Antiferromagnetic Ordering Enhanced Magnetic Damping in Mn2Au/CoFeB Bilayers

TL;DR

This study investigates how antiferromagnetic Mn2Au influences magnetic damping in Mn2Au/CoFeB bilayers, revealing temperature-dependent exchange coupling and spin transfer mechanisms relevant for spintronic applications.

Contribution

It provides new insights into AFM/FM dynamics by demonstrating enhanced spin transfer and damping modulation due to AFM ordering in Mn2Au/CoFeB bilayers.

Findings

Magnetic damping increases as temperature decreases from 160 K to 10 K.

Exchange coupling field H_rot increases with decreasing temperature.
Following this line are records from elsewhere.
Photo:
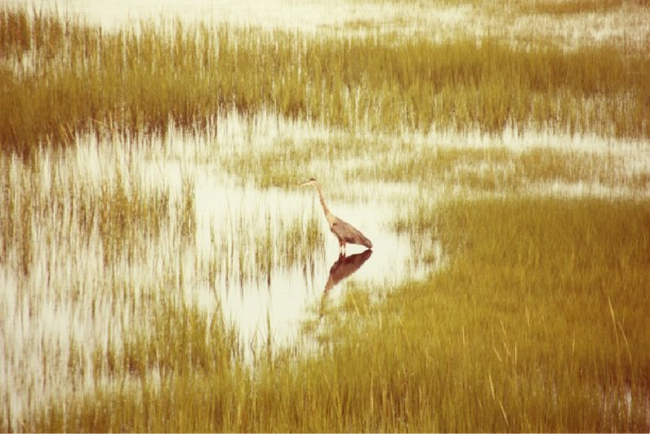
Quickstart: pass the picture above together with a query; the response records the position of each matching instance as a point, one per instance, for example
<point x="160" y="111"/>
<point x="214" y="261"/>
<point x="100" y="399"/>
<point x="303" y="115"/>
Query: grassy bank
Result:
<point x="62" y="78"/>
<point x="538" y="324"/>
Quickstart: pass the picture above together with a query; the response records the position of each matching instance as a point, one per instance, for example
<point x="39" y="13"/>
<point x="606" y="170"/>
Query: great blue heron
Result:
<point x="345" y="232"/>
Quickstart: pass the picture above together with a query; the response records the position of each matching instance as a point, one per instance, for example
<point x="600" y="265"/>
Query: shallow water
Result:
<point x="247" y="256"/>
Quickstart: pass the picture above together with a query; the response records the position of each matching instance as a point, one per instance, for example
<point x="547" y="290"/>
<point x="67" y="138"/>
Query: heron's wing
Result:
<point x="347" y="232"/>
<point x="346" y="265"/>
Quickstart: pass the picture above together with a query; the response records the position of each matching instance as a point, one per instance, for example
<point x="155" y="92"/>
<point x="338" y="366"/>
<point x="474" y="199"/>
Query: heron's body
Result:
<point x="345" y="232"/>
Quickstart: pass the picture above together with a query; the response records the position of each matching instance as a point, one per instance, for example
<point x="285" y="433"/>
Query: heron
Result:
<point x="345" y="232"/>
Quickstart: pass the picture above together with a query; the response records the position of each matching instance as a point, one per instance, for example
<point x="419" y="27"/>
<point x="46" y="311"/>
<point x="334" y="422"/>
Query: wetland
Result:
<point x="160" y="270"/>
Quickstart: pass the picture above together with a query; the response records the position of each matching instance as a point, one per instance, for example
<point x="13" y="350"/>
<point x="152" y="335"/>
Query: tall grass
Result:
<point x="61" y="78"/>
<point x="538" y="324"/>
Enhanced spin angular momentum transfer is mediated by AFM ordering.

Abstract

Antiferromagnets (AFMs) hold significant potential for spintronic devices owing to their insensitivity to external magnetic fields and the absence of stray fields. Beyond these inherent advantages, an AFM can manipulate the magnetic dynamics of a ferromagnet (FM) layer in AFM/FM bilayers, whereas the mechanism of such manipulation remains controversial. Here, we investigate the magnetic dynamics of AFM/FM Mn2Au/CoFeB bilayers via Ferromagnetic Resonance (FMR). It is found that the N\'eel temperature of 2-nm-thick Mn2Au is as low as ~40 K, in sharp contrast to that of bulk Mn2Au, which exceeds 1000 K. In the Mn2Au(2 nm)/CoFeB(4 nm) bilayer, the magnetic damping ${\alpha}$ of the CoFeB layer increases from 0.013 to 0.047 as temperature decreases from 160 K to 10 K, accompanied by a synchronous increase in the exchange coupling field H_rot. Such an increase in ${\alpha}$ is attributed to the enhanced spin angular momentum transfer from CoFeB to Mn2Au, mediated through AFM-FM exchange coupling between Mn2Au and CoFeB, which is enhanced by the Mn2Au antiferromagnetic ordering as the temperature decreases. Our study provides deeper insights into AFM/FM dynamics and spintronic storage technology.